It's been over a little more than a month since I had last worked out at the gym. I have been occasionally gone on my walks and have found myself being in a bit of a rut right now. Why? I dunno, chemical imbalances in my body and mind? Am I being lazy? Depression kicking in? To be truthfully honest I have no idea, I tend to blame it on being depressed, though I would probably guess it's a mild depression that has popped it's ugly little head time and time again. I pull myself out and get dragged back down again.
I don't want to be a hermit or not see my friends and family. But sometimes I feel it should be the thing to do for a while so I can focus and stay on target. I have been keeping my portions under control and haven't gone all out crazy eating "Mountains of Food". I've managed to still loose weight by watching how much I eat and taking on consideration on what I am eating. I haven't been eating a lot of red meat like I use to, it's been more of chicken turkey and salads at work (sometimes) but it helps. I have my inspiration wall and I look myself in the mirror for words of empowerment... sometimes the words help lol....

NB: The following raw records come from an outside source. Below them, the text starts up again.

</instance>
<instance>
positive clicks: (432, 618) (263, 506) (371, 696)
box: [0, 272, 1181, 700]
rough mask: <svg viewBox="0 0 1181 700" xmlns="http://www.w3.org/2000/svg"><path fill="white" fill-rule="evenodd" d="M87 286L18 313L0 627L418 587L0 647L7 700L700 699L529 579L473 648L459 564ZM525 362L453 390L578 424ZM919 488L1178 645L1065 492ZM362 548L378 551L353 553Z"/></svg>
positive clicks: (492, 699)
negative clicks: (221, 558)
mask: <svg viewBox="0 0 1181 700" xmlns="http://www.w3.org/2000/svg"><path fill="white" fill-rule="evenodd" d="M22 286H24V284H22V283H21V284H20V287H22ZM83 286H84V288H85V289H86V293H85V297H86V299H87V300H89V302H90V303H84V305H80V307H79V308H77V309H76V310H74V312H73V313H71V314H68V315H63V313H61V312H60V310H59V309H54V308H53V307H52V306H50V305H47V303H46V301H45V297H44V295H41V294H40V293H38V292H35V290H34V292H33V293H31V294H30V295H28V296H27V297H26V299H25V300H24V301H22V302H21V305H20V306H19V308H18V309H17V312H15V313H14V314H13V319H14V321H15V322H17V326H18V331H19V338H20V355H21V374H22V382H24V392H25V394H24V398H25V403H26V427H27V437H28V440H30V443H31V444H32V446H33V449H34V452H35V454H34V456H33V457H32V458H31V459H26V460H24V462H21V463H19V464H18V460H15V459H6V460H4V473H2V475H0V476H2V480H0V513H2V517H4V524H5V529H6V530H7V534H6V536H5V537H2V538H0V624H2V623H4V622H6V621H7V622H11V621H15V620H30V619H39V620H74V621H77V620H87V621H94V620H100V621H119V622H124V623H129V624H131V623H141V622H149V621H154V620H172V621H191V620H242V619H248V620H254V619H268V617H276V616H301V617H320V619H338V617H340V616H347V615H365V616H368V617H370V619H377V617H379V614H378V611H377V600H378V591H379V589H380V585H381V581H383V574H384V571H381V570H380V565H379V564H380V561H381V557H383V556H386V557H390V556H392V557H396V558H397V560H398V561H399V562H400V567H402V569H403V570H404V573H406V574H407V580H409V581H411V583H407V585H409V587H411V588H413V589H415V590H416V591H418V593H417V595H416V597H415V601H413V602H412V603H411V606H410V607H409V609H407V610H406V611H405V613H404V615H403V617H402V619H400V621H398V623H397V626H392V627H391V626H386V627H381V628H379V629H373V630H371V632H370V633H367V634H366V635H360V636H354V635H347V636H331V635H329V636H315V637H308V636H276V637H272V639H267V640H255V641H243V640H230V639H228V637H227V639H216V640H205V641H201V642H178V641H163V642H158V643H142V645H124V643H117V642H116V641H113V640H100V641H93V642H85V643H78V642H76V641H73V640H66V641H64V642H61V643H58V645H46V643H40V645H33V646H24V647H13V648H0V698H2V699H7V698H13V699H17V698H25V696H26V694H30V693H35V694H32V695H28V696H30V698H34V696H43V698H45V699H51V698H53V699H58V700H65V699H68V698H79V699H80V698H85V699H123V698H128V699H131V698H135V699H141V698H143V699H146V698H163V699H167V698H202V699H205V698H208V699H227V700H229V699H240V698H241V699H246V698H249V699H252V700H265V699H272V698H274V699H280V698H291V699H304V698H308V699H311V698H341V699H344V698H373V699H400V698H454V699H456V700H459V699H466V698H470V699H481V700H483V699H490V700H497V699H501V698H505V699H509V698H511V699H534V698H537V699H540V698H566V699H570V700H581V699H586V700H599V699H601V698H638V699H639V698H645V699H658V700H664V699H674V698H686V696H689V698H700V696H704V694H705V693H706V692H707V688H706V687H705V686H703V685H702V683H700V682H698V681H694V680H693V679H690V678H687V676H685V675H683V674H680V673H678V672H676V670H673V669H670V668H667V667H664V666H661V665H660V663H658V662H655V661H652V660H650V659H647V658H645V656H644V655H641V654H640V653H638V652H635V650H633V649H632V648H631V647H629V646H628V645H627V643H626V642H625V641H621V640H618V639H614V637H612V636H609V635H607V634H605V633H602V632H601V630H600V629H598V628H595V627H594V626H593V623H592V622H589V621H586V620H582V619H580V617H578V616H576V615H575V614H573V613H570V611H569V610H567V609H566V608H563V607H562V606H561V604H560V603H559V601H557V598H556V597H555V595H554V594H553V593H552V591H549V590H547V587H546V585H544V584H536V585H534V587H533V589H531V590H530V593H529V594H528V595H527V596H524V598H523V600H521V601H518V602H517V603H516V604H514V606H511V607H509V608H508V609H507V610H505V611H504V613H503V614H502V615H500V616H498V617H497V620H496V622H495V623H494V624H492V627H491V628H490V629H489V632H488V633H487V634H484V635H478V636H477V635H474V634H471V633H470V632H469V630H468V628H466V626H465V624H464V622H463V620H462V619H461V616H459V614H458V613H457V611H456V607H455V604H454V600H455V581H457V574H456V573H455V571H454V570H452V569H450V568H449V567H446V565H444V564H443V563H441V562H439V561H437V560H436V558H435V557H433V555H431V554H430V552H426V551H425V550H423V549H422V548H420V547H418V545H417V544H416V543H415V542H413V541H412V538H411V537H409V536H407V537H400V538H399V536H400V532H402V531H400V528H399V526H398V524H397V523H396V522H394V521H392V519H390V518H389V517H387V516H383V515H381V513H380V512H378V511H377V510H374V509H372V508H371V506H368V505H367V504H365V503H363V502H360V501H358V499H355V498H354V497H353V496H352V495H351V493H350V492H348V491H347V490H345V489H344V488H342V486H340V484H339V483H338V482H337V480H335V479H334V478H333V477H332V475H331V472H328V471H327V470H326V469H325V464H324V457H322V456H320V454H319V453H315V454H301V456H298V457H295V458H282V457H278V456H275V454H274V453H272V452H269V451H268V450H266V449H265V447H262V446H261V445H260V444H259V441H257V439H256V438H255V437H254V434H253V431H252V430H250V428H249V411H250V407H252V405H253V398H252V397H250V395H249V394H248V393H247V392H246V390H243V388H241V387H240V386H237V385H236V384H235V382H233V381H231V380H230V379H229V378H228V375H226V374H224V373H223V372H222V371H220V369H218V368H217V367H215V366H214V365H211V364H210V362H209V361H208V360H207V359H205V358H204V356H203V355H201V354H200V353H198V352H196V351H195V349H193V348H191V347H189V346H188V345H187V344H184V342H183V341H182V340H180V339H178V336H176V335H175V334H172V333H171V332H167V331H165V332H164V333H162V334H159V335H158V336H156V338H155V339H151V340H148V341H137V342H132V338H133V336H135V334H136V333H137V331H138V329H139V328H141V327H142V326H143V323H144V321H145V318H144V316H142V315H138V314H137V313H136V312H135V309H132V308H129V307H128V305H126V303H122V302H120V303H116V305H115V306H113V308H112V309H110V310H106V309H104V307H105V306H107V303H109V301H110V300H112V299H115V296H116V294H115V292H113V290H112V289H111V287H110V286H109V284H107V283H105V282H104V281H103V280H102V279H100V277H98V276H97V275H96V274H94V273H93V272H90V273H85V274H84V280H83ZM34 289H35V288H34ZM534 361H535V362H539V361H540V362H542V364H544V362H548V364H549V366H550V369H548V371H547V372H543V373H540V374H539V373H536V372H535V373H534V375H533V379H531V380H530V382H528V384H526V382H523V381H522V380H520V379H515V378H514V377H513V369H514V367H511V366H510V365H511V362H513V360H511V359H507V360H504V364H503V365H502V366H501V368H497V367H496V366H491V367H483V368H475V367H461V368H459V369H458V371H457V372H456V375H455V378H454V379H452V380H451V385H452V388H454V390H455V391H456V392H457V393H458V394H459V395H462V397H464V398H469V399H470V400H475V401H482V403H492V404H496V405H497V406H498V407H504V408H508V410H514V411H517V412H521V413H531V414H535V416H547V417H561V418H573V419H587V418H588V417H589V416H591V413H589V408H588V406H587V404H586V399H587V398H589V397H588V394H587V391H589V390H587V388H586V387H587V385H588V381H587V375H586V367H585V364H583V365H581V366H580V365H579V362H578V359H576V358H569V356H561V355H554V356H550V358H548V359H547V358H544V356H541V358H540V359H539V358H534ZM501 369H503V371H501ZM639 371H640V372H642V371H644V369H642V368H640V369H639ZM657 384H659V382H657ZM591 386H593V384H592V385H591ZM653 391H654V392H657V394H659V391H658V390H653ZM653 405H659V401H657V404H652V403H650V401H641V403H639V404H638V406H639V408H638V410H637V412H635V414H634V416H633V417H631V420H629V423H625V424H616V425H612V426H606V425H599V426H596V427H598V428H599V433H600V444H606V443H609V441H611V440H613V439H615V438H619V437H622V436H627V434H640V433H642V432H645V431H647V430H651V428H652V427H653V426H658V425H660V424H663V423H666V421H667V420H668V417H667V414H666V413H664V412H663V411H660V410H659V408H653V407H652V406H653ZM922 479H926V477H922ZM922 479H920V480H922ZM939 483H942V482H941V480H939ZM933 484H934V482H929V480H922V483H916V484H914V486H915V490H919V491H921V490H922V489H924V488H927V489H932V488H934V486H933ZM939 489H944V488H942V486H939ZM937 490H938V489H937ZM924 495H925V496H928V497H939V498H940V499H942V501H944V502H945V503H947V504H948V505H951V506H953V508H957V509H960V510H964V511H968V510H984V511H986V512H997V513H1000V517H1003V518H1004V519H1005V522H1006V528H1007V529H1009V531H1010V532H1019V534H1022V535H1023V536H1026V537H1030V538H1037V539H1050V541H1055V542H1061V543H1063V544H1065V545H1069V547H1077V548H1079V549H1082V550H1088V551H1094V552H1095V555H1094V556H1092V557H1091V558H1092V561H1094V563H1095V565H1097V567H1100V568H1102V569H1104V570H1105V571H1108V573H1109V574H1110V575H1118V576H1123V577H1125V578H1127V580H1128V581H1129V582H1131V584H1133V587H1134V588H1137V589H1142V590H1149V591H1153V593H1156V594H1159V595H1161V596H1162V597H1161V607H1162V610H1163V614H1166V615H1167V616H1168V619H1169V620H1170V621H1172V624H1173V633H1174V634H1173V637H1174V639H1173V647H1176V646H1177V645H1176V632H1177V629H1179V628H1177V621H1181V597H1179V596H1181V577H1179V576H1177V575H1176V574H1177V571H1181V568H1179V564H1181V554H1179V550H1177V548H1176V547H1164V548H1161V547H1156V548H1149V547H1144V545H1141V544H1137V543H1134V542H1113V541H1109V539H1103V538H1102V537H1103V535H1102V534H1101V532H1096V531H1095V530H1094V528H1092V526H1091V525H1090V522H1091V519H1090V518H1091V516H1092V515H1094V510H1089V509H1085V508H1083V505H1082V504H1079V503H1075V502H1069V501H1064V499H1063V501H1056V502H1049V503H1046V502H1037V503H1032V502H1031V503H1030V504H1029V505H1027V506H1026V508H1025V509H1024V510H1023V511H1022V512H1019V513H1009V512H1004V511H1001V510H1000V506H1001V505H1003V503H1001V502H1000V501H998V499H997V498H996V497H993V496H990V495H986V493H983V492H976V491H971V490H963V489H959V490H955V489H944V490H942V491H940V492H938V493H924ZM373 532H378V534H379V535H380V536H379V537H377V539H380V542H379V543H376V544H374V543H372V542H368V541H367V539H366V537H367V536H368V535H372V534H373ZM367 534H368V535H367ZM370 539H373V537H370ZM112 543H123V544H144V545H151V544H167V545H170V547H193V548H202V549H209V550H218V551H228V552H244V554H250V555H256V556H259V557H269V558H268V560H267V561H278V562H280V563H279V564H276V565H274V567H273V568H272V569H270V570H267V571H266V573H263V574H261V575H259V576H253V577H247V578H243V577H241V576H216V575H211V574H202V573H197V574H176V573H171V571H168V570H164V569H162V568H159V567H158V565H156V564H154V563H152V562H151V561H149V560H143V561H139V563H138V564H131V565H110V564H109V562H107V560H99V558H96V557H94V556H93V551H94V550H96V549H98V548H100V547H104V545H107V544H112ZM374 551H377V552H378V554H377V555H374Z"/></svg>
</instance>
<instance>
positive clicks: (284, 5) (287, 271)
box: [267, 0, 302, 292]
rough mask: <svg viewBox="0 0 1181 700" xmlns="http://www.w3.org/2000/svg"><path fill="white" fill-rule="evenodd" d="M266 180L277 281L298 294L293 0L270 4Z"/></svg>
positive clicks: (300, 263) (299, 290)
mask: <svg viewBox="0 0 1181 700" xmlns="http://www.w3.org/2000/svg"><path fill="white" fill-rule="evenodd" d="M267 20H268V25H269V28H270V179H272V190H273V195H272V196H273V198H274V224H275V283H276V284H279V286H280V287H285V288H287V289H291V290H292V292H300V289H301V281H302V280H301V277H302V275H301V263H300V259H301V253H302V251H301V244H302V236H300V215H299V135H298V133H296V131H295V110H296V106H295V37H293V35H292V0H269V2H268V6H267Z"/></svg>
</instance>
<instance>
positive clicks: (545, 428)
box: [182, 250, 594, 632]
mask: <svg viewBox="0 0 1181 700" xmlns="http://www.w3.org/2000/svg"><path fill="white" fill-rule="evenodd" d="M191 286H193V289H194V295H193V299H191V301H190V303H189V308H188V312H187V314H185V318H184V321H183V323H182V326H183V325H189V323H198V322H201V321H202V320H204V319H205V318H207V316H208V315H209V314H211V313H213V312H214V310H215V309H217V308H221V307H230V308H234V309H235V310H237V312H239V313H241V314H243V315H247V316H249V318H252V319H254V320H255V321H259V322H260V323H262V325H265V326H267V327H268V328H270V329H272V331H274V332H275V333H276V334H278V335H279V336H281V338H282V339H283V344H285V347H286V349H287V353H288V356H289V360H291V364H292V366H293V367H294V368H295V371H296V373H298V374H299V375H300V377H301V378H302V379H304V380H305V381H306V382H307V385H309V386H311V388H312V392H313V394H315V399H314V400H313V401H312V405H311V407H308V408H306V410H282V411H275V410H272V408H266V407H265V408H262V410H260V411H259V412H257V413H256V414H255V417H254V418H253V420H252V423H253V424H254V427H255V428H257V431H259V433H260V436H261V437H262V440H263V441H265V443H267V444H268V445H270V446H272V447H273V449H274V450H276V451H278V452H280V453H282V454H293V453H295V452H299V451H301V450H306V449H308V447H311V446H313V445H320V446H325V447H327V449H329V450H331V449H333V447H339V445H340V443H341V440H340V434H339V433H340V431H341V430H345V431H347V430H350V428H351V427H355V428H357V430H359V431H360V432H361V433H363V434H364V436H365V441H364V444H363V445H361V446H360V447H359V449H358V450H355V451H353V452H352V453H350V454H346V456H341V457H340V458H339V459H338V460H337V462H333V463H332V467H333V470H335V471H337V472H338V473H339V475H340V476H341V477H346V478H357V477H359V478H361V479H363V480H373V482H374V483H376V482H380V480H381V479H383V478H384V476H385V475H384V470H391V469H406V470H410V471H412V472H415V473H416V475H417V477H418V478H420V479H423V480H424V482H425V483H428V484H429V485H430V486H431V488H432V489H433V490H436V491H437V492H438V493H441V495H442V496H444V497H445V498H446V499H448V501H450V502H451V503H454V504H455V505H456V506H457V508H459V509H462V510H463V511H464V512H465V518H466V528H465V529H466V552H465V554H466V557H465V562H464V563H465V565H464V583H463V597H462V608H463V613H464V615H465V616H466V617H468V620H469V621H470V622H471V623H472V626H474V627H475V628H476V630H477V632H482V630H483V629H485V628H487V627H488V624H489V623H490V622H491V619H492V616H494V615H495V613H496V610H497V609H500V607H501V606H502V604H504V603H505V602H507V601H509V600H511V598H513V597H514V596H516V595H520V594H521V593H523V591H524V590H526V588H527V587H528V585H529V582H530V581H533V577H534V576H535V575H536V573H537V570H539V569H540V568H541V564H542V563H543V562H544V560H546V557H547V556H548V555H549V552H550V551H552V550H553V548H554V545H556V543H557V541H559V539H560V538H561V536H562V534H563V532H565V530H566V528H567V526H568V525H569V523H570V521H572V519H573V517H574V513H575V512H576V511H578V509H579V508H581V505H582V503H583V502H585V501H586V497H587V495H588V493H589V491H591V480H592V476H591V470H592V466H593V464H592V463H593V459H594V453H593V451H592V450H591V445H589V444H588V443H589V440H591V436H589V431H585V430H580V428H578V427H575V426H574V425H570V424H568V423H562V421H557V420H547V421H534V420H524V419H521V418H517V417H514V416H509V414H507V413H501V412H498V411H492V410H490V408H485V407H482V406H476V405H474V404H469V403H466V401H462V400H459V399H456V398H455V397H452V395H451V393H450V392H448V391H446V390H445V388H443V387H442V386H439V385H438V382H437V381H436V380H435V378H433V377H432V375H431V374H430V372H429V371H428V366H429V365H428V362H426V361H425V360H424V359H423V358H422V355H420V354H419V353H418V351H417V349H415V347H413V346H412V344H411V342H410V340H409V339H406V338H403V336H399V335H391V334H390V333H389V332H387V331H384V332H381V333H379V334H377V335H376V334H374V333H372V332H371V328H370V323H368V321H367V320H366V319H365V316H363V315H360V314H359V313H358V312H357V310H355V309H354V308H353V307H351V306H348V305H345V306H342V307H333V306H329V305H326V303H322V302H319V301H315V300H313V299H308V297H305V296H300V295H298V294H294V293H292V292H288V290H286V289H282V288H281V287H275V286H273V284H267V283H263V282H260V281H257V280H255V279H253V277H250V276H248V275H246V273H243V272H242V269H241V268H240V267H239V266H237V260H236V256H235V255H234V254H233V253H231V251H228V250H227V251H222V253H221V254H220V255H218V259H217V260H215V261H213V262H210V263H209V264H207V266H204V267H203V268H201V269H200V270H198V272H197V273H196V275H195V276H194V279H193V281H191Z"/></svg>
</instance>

I guess, well I know I need to be more proactive again and get my arse back into the gym and back on my walks. Where I am mentally could be better and physically it is getting better, slowly but getting better. The should of, would of, could of's are slowly disappearing in my mind and away from my vocabulary... I guess it is time to gear and load up my baggage and toss it. I have 2 months and 13 days to shape up!!!